May 21, 1968, I am blithely walking down Newbury Street or one of those streets frequented by Crazy Jane where the rich people shop, when I see an unusual sight. A group of scruffy dressed young people (that is not the unusual part) are playing recorders, beating drums, and falling down on the sidewalk. (That's the unusual part). Street Theater!.
For the past several months, I'd been part of a rag tag theater company who rehearsed in a church basement and we were in the middle of readying a production of Brecht's The House of Bernarda Alba. This was sometime after my disastrous experiment in conjugal living with Rick the actor in Dorchester, where we pretended to be a young married couple. The landlady was so sweet, I hated to abandon her after only a week, when I realized all of Rick's charms were skin deep. ( know this is so unfair. I'm sure he is a truly kind and humanitarian, loving man, but in those days, it was true passion and radical inspiration I was after).
So things at the Theater Company were decidedly frosty. Rick had even left for a few days himself to go back to Florida and see if his former girlfriend wanted to marry him. She didn't.
I was playing one of the three sisters. I was, you might say, integral to the performance, not because of my stellar acting abilities. A turnip could probably have delivered the lines more convincingly, but because we were a tiny troupe with no one to spare.
But the street theater people intrigued me. so I followed them, as they drummed and fifed and fell down and got up, and finally ended up at a church around the corner. the Arlington Street Church on the corner of Arlington and Boylston Street.
At the top of the stairs two men, flanked by many others. One is in military uniform. Someone has a megaphone and is telling the gathering crowd that they are taking sanctuary in the Church, an ages old custom of providing a safe haven for the persecuted. This was a moment in history.
They are Bill Chase and Robert Talmanson, Bill a civilian resistor, Tally, as Talmanson was know, AWOL from an unjust war.
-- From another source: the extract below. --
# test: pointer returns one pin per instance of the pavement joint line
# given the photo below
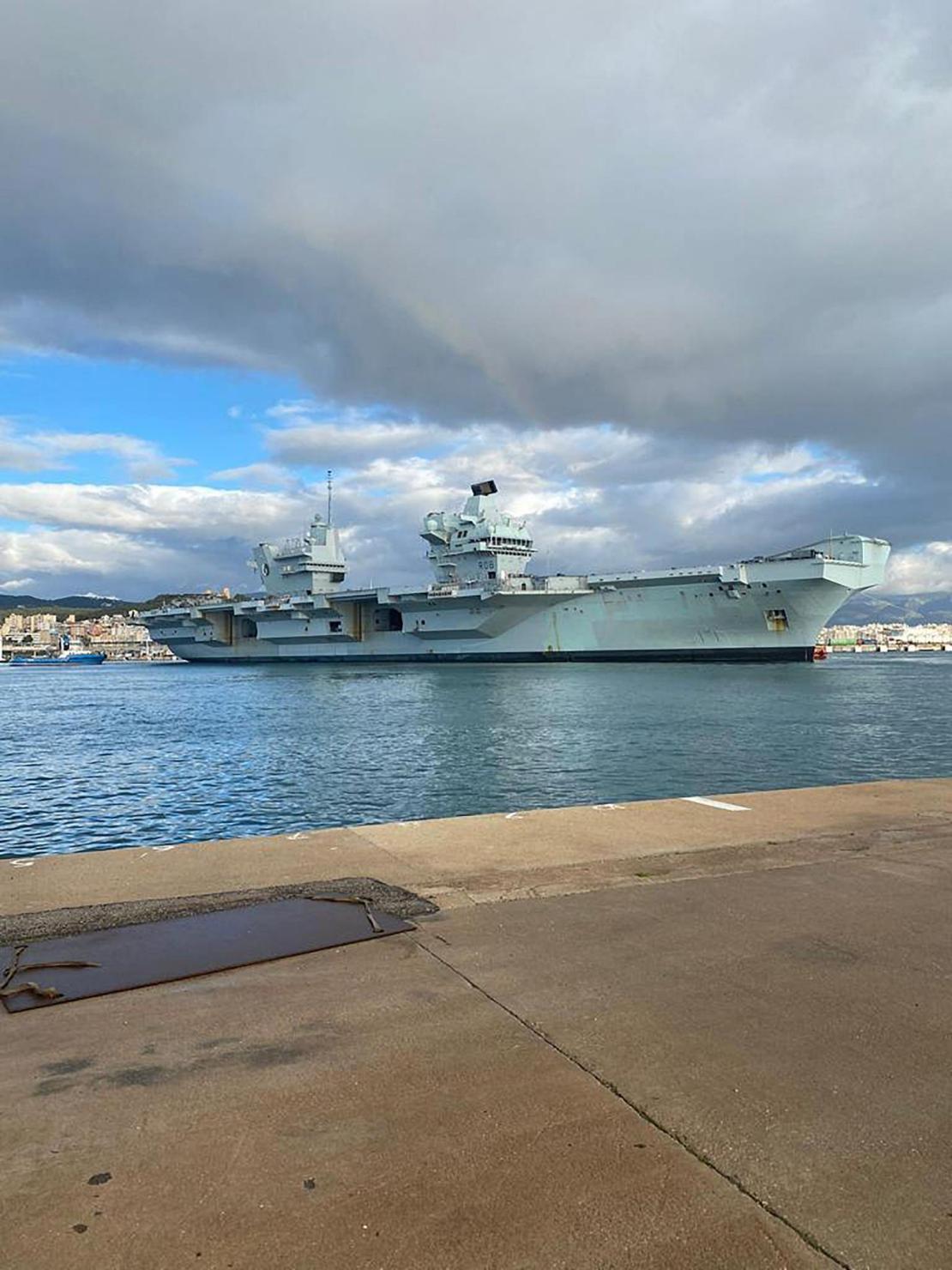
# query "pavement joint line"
(672, 1134)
The guerrilla theater performers are there in aid of them, of drawing attention to them and their cause. I approach the leader, a woman named Susan. I offer to join their troupe. How can she say no? Volunteers are always welcome, acting talent is optional. I have found the Movement I have been looking for. Direct action, not letter writing, report writing, making phone calls in aid of getting others to go to far off Washington for demonstrations. Right here at home.
And a theater troupe to boot.
Now I must tell Rosemary, the director of our church basement acting group. I can no longer pose as a sister in a Bertolt Brecht play when the real world is beckoning. I am relieved, no more Rick the actor, casting moon eyes at me. But terrified, The wrath of Rosemary is well known. Guilty, as I am leaving them all in the lurch. Can they find a replacement.
As predicted Rosemary is pissed; calls me a prima dona. "But it's for the Movement!" I cry. I am called; I must answer.
She is not impressed. But history is happening on Arlington Street. Surely they can find a stand in for my poor performance, even on short notice. I leave one church basement rehearsal space and head for another church's nave and sanctuary.